2. Broadcom Inc. (NASDAQ:AVGO)
Number of Hedge Fund Holders: 156
Broadcom Inc. (NASDAQ:AVGO) is one of the stocks that Jim Cramer put under a microscope. Discussing the strength of tech stocks, Cramer mentioned the company during the episode and said:
“When you hear that the big tech stocks have ridiculous valuations, how many times have you read that, you need to be thinking, how did they get that way to begin with? The answer is because they’re the best, and they can weather anything: tariffs, global craziness, antitrust, Chinese genius, you name it. My strategy has been… to wait another day and start buying them. There’s always a catalyst that turns things around with these growth stocks. Maybe it’s Broadcom… And by the way, Broadcom is a $1.4 trillion company, and it rallied from down 10 points in the AM to close up 85 cents.”
Broadcom Inc. (NASDAQ:AVGO) develops semiconductor devices and infrastructure software solutions, supporting applications across networking, data centers, telecommunications, smartphones, and industrial systems. The company’s technologies power connectivity, AI, and advanced computing solutions worldwide.
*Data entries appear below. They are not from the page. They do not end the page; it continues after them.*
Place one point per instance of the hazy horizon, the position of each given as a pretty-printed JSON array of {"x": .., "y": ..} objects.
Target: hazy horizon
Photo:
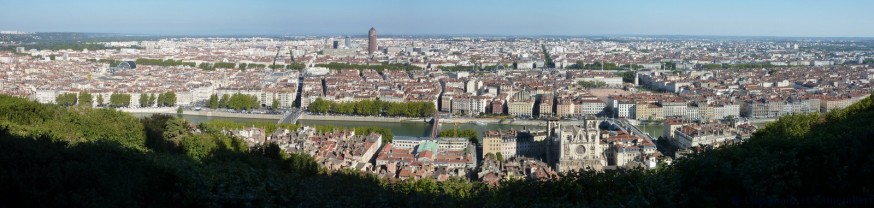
[{"x": 745, "y": 18}]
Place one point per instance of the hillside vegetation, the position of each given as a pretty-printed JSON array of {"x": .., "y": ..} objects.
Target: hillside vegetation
[{"x": 53, "y": 156}]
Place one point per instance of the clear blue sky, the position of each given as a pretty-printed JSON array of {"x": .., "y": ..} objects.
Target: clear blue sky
[{"x": 843, "y": 18}]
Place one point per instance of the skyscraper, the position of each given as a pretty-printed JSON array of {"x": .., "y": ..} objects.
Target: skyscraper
[{"x": 371, "y": 41}]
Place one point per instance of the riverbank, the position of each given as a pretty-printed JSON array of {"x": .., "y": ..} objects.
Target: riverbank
[
  {"x": 207, "y": 113},
  {"x": 443, "y": 121}
]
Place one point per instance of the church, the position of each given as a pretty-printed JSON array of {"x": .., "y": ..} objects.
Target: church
[{"x": 578, "y": 146}]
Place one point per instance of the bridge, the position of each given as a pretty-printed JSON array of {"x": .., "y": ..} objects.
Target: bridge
[
  {"x": 435, "y": 125},
  {"x": 290, "y": 116},
  {"x": 624, "y": 125}
]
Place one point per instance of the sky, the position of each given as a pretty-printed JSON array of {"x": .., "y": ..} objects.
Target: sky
[{"x": 793, "y": 18}]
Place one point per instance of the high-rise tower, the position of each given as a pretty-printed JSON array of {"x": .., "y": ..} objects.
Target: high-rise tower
[{"x": 371, "y": 41}]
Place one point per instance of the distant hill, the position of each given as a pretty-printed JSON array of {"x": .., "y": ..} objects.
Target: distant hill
[{"x": 60, "y": 157}]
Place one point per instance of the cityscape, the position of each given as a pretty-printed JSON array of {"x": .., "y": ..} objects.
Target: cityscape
[{"x": 452, "y": 120}]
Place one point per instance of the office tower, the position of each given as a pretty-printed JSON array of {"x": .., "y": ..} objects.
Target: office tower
[{"x": 371, "y": 41}]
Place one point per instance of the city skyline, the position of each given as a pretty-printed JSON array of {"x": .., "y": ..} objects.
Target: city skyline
[{"x": 516, "y": 18}]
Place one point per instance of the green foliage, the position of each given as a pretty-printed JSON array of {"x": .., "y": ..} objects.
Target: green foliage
[
  {"x": 66, "y": 99},
  {"x": 213, "y": 101},
  {"x": 85, "y": 99},
  {"x": 144, "y": 100},
  {"x": 152, "y": 100},
  {"x": 118, "y": 100},
  {"x": 223, "y": 102},
  {"x": 374, "y": 108},
  {"x": 167, "y": 99},
  {"x": 100, "y": 101}
]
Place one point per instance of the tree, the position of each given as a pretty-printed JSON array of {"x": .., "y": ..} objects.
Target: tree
[
  {"x": 223, "y": 102},
  {"x": 152, "y": 100},
  {"x": 100, "y": 102},
  {"x": 117, "y": 100},
  {"x": 144, "y": 100},
  {"x": 167, "y": 99},
  {"x": 85, "y": 99},
  {"x": 213, "y": 101}
]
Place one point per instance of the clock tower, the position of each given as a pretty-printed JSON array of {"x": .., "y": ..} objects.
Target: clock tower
[{"x": 579, "y": 147}]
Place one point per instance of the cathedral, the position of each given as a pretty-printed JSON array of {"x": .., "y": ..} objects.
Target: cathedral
[{"x": 578, "y": 147}]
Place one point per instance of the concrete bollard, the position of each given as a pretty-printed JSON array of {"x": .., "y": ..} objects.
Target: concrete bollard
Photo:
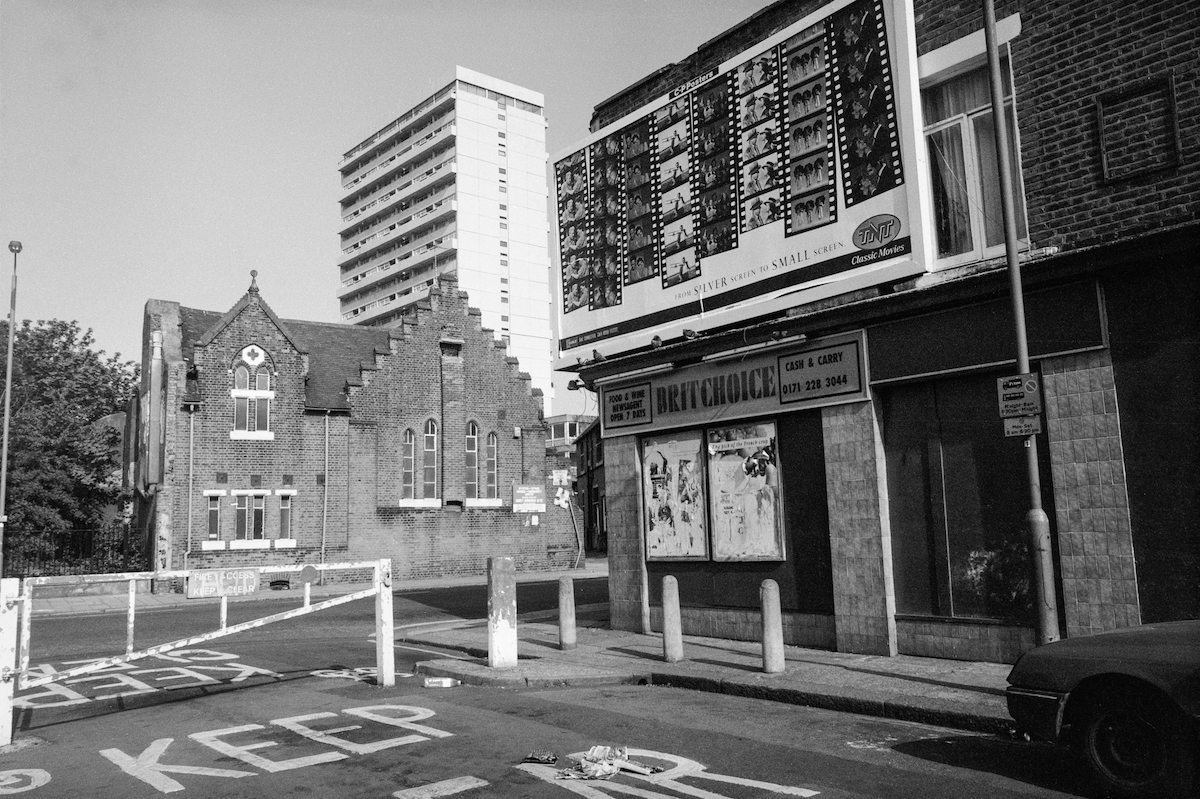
[
  {"x": 772, "y": 629},
  {"x": 502, "y": 613},
  {"x": 672, "y": 628},
  {"x": 565, "y": 613}
]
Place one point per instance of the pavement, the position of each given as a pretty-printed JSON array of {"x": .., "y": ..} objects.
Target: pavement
[{"x": 961, "y": 695}]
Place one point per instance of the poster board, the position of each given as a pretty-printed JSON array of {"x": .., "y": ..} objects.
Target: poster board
[
  {"x": 743, "y": 468},
  {"x": 787, "y": 174},
  {"x": 673, "y": 491}
]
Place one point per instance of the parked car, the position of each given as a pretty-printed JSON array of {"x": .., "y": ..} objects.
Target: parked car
[{"x": 1128, "y": 701}]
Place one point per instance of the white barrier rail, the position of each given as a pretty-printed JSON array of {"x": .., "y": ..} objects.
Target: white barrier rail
[{"x": 16, "y": 653}]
1. NVIDIA Corporation (NASDAQ:NVDA)
Number of Hedge Fund Holders: 235
NVIDIA Corporation (NASDAQ:NVDA) is one of the stocks that Jim Cramer put under a microscope. Cramer pointed toward market swings driven by major AI players like the company, as he remarked:
“The worst stocks today, as befits the horrendous wave of profit taking, are the best ones of the year. That’s what I told you about when you get to this point in the year, you start ringing the register, which means the artificial intelligence components we all know about, namely NVIDIA and its compadre, remember the long knives… Long knives are what is out for NVIDIA. These stocks are so huge, they can swing the entire market. In this tape, one company can be so big with so many tentacles that it can cast a pall on everything else.”
NVIDIA Corporation (NASDAQ:NVDA) develops advanced computing, graphics, and AI solutions, providing platforms for gaming, data centers, automotive technologies, robotics, and enterprise AI.